What, then, after labor, is the primary cause of the multiplication of wealth and the skill of laborers? Division.
What is the primary cause of intellectual degeneracy and, as we shall show continually, civilized misery? Division.
How does the same principle, rigorously followed to its conclusions, lead to effects diametrically opposite? There is not an economist, either before or since Adam Smith, who has even perceived that here is a problem to be solved. Say goes so far as to recognize that in the division of labor the same cause which produces the good engenders the evil; then, after a few words of pity for the victims of the separation of industries, content with having given an impartial and faithful exhibition of the facts, he leaves the matter there. "You know," he seems to say, "that the more we divide the workmen's tasks, the more we increase the productive power of labor; but at the same time the more does labor, gradually reducing itself to a mechanical operation, stupefy intelligence."

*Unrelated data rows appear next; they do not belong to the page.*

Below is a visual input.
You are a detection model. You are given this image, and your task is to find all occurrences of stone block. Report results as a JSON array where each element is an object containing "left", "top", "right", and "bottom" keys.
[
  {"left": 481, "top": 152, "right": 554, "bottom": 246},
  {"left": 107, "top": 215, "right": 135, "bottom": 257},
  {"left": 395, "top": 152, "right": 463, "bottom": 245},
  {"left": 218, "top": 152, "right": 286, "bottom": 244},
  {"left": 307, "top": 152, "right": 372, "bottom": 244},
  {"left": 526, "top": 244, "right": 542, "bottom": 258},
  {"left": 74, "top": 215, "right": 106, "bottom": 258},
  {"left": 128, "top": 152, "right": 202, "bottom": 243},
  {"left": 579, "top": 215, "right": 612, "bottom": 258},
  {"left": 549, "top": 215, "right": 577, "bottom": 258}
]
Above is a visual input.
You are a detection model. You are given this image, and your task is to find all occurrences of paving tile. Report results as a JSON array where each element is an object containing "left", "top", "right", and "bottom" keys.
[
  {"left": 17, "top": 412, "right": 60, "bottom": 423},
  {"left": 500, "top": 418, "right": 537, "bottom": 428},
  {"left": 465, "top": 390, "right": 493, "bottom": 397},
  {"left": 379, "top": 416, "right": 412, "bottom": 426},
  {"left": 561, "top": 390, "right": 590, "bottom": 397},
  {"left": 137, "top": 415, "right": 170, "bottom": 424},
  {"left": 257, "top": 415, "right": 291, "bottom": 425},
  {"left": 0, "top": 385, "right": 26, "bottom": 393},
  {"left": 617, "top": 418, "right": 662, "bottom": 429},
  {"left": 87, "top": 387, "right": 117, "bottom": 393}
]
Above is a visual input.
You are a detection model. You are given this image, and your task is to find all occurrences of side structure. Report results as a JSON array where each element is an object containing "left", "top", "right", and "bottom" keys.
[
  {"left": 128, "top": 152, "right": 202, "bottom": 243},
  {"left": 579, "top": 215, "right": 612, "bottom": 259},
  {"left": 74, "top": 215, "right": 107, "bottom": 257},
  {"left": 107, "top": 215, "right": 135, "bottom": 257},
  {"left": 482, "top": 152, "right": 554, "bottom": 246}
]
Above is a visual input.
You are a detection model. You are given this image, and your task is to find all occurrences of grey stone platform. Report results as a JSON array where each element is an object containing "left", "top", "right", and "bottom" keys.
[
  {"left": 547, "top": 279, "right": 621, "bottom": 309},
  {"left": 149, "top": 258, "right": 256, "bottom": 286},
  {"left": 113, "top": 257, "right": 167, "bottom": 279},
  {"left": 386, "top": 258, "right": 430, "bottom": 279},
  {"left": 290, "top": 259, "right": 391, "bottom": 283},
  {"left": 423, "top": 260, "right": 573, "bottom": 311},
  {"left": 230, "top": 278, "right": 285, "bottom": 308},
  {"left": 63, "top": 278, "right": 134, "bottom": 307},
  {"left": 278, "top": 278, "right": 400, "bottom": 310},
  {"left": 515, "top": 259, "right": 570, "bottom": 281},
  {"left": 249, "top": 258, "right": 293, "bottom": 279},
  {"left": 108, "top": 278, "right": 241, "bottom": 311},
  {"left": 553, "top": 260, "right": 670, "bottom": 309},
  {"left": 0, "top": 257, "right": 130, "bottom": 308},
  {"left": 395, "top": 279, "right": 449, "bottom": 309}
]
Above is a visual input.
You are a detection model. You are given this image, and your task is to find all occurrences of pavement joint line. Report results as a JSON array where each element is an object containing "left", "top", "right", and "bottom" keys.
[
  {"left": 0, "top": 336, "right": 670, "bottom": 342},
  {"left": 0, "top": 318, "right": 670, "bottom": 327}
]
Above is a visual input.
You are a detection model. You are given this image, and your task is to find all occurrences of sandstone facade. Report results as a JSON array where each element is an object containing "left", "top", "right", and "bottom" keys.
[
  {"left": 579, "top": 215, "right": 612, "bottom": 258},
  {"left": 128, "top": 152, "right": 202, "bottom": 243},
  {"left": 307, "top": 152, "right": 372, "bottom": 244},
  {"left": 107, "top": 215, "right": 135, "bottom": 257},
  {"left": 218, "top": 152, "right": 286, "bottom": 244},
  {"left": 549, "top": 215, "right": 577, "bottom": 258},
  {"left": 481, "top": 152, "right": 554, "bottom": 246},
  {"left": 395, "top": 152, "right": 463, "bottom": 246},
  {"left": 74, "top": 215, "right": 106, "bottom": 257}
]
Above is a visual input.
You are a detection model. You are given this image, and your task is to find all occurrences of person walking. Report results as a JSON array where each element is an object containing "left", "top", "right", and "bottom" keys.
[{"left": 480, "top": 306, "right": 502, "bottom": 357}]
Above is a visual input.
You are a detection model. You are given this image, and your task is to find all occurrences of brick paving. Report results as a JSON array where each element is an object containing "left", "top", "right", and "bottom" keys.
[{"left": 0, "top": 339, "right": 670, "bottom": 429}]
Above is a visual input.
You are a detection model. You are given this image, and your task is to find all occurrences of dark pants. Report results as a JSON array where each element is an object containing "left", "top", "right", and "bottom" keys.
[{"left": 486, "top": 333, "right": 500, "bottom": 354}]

In vain do we express our indignation against a theory which, creating by labor itself an aristocracy of capacities, leads inevitably to political inequality; in vain do we protest in the name of democracy and progress that in the future there will be no nobility, no bourgeoisie no pariahs. The economist replies, with the impassibility of destiny: You are condemned to produce much, and to produce cheaply; otherwise your industry will be always insignificant, your commerce will amount to nothing, and you will drag in the rear of civilization instead of taking the lead.—What! among us, generous men, there are some predestined to brutishness; and the more perfect our industry becomes, the larger will grow the number of our accursed brothers! . . . . . —Alas! . . . . . That is the last word of the economist.